Les territoires au cœur de la stratégie nationale de gestion intégrée du trait de côte

Publié le 4 septembre 2026 à 15h00 - par

La stratégie nationale de gestion intégrée du trait de côte 2025-2030 accompagnera l’adaptation des territoires au recul du trait de côte. Son programme d’actions les encourage à concevoir des projets locaux opérationnels, fondés sur une gouvernance locale et une vision à long terme.

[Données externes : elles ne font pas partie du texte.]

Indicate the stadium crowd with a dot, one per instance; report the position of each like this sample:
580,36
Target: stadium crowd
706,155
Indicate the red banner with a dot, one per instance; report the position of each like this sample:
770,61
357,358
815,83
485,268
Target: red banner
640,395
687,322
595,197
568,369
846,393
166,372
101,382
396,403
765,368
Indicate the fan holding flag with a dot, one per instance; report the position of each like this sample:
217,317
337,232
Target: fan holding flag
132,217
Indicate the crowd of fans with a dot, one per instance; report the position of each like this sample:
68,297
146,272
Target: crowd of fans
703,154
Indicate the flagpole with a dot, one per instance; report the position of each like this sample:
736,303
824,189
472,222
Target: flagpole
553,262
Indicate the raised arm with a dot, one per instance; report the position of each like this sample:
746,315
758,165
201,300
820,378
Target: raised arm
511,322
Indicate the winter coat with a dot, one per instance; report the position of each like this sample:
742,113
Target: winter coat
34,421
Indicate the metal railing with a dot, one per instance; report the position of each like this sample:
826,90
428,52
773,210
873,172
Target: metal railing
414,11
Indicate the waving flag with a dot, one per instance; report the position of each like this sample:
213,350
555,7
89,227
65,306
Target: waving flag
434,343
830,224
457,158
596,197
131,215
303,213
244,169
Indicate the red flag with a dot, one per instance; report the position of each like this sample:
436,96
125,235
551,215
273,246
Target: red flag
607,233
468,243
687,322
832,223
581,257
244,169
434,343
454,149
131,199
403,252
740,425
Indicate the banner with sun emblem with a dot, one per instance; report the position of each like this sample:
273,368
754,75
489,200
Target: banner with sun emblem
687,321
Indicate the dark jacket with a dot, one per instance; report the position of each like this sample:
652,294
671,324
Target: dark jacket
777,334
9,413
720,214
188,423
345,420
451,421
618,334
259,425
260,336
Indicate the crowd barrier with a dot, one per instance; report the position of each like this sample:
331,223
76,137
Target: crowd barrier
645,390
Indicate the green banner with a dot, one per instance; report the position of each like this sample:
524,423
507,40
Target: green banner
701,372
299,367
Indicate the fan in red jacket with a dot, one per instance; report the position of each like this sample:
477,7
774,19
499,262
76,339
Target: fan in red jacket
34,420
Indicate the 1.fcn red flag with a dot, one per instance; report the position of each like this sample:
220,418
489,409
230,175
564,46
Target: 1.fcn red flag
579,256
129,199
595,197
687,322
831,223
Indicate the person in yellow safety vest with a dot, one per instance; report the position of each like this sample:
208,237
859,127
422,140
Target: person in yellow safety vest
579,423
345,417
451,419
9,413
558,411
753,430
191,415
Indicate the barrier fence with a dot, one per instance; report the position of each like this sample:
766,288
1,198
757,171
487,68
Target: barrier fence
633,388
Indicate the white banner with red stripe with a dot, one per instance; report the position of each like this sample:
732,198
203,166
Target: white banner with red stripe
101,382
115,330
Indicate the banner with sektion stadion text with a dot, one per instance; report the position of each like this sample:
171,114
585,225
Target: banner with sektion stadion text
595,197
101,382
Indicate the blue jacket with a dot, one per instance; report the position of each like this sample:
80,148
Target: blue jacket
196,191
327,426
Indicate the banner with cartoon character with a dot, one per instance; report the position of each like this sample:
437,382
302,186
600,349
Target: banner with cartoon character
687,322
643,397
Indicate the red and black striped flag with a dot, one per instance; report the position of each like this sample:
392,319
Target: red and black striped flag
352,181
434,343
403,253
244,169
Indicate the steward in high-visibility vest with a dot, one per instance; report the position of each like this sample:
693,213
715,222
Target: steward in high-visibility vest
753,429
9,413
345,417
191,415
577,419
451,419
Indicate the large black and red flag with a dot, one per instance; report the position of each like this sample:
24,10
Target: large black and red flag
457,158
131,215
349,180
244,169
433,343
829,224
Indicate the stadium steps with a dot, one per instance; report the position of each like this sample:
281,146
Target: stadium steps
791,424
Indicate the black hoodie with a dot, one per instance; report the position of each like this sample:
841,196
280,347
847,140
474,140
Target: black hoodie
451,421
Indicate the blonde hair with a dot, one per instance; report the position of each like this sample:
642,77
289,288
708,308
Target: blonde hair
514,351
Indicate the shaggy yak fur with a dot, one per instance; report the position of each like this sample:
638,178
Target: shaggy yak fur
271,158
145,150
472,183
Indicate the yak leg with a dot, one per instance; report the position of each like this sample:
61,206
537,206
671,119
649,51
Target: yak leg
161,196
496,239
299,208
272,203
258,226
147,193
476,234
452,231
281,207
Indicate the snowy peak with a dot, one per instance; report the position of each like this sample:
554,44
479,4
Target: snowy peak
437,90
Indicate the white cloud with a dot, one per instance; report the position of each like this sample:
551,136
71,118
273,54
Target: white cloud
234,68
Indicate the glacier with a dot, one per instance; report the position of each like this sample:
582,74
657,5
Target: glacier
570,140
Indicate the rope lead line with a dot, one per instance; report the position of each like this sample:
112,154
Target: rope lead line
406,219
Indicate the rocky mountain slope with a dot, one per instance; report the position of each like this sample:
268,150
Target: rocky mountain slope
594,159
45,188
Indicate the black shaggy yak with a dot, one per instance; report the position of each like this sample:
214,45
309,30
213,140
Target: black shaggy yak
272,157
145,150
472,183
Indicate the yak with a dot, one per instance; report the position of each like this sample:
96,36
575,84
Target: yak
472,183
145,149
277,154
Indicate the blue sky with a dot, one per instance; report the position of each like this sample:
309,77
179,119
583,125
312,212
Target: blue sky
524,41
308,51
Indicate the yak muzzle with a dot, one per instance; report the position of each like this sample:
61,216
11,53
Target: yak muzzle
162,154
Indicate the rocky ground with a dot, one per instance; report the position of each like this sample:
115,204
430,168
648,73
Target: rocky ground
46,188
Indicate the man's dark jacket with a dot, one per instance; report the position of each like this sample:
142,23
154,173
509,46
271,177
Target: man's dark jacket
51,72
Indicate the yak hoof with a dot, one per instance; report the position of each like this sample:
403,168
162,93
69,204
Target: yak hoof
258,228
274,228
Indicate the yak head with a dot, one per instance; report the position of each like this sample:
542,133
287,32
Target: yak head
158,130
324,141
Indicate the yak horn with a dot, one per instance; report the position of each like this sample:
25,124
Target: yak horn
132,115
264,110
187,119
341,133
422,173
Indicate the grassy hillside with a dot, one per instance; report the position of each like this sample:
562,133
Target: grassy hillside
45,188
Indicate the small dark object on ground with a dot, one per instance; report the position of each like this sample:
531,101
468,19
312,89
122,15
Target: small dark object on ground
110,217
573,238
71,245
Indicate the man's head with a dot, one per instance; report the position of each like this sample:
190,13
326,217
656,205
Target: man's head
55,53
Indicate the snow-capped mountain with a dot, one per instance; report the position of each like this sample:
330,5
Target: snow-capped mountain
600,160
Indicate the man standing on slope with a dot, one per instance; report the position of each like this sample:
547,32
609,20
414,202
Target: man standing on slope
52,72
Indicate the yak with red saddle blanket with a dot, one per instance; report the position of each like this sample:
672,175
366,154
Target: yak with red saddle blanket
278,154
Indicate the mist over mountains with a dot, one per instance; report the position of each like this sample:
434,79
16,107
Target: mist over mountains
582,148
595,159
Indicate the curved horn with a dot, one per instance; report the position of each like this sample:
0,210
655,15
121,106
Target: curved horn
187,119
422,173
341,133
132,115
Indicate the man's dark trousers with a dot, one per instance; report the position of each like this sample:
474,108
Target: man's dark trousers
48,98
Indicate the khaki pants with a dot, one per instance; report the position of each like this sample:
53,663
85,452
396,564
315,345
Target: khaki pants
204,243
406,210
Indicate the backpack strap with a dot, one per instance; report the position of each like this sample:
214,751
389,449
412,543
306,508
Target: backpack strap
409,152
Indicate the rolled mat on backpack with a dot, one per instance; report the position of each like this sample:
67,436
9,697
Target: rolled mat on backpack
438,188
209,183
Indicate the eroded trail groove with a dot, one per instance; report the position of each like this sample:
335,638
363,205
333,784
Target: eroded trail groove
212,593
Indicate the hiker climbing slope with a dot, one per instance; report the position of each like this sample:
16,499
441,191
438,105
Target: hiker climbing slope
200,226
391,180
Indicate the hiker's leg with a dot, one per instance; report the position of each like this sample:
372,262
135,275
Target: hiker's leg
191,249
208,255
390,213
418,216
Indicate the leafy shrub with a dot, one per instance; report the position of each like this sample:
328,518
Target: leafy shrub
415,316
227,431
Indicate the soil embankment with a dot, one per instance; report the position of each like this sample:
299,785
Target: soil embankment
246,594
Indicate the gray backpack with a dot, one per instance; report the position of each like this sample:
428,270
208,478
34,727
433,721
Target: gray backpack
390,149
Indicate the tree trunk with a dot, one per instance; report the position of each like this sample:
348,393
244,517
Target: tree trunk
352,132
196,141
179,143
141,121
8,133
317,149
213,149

Les territoires au cœur de la stratégie nationale de gestion intégrée du trait de côte
© Par Adel Kamel - stock.adobe.com

Un décret du 20 août 2026 définit la stratégie nationale de gestion du trait de côte (SNGITC) pour 2025-2030. Cadre de référence pour accélérer la politique publique d’adaptation de la bande côtière au changement climatique, elle s’appuie notamment sur l’action des territoires. À eux de repenser leur politique d’aménagement, tout en s’appuyant sur le rôle des milieux naturels côtiers. La SNGITC détaille les règles auxquelles devront répondre ces stratégies locales de gestion intégrée du trait de côte, qui doivent s’inscrire dans une trajectoire d’adaptation des territoires.

Stratégies locales et concertation citoyenne

Pour définir un projet de territoire dans la durée, en fonction des dynamiques d’évolution côtière, il faut repenser l’usage du littoral. La trajectoire d’adaptation locale, durable et d’intérêt général, devra donc prévoir plusieurs scénarios, à différentes échelles de temps, pour que les collectivités puissent s’adapter au fur et à mesure de l’évolution des aléas. Il conviendra de prévoir une concertation ou une co-construction du projet avec les citoyens et les acteurs locaux. Progressive, la démarche des collectivités pourra aussi comporter des actions de protection temporaire des milieux naturels.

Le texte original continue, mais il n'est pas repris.